Wirtschaftsforschungsinstitut zeigt Wege zur legalen Schulden auf

Ein Fingerzeig auf einen möglichen Ausweg aus der Finanzklemme kommt jetzt von ungewöhnlicher Stelle: Das arbeitgeber-nahe Wirtschaftsforschungsinstitut der deutschen Wirtschaft in Köln (IW) weist den Finanzminister auf Möglichkeiten hin, wie er doch noch legal Schulden machen könnte. Rund 800 Millionen Euro seien im nächsten Jahr erlaubt, rechnen die IW-Forscher Tobias Hentze und Björn Kauder vor. Diesen Spielraum lässt die Schuldenbremse in wirtschaftlich schlechten Jahren. Mehr noch: Bei einer nur leichten Lockerung der Schuldenregel könnten im nächsten Jahr zusätzlich sogar knapp 1,4 Milliarden Euro neue Kredite aufgenommen werden.

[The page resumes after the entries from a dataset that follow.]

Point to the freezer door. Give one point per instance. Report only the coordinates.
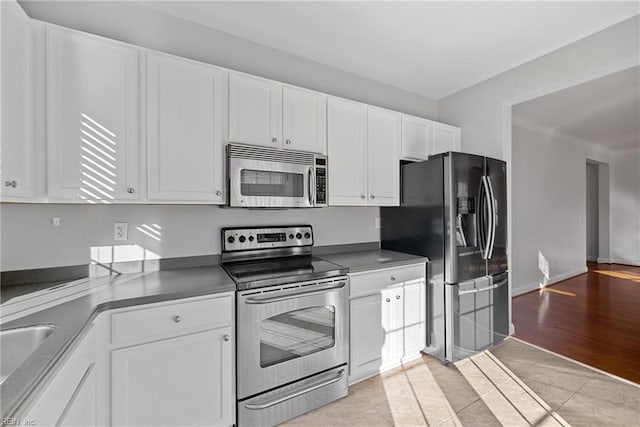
(463, 187)
(496, 172)
(480, 315)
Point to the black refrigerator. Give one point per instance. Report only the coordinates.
(453, 210)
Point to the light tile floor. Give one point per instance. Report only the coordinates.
(514, 384)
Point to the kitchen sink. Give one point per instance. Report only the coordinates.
(16, 345)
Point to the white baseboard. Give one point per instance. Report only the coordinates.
(625, 261)
(523, 289)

Dass die Arbeitgeber-Seite die schwarze Null im Landeshaushalt in Frage stellt, ist neu. Dagegen fordern die Gewerkschaften die Abkehr vom Sparzwang schon lange. Erst kürzlich haben sie der Landesregierung Vorschläge unterbreitet, wie sie die Schuldengrenzen ganz legal umgehen könnte: Indem die neuen Kredite nicht im Haushalt, sondern über landeseigene Betriebe aufgenommen werden.

Ob Schwarz-Grün nach dem rettenden Strohhalm greift? Bisher deutet noch nichts darauf hin. In ihrem Koalitionsvertrag hatten sich Christdemokraten und Grüne noch auf „Haushalte ohne neue Schulden“ verpflichtet. Doch die Stimmungslage im Regierungs-Kabinett könnte kippen. Im November steht die neue Steuerschätzung für das nächste Jahr an. Der allgemeinen Erwartung nach, wird sie schlechter ausfallen als die letzte Prognose vom Mai. Dann würde es noch schwieriger, die „schwarze Null“ im Haushalt zu schaffen.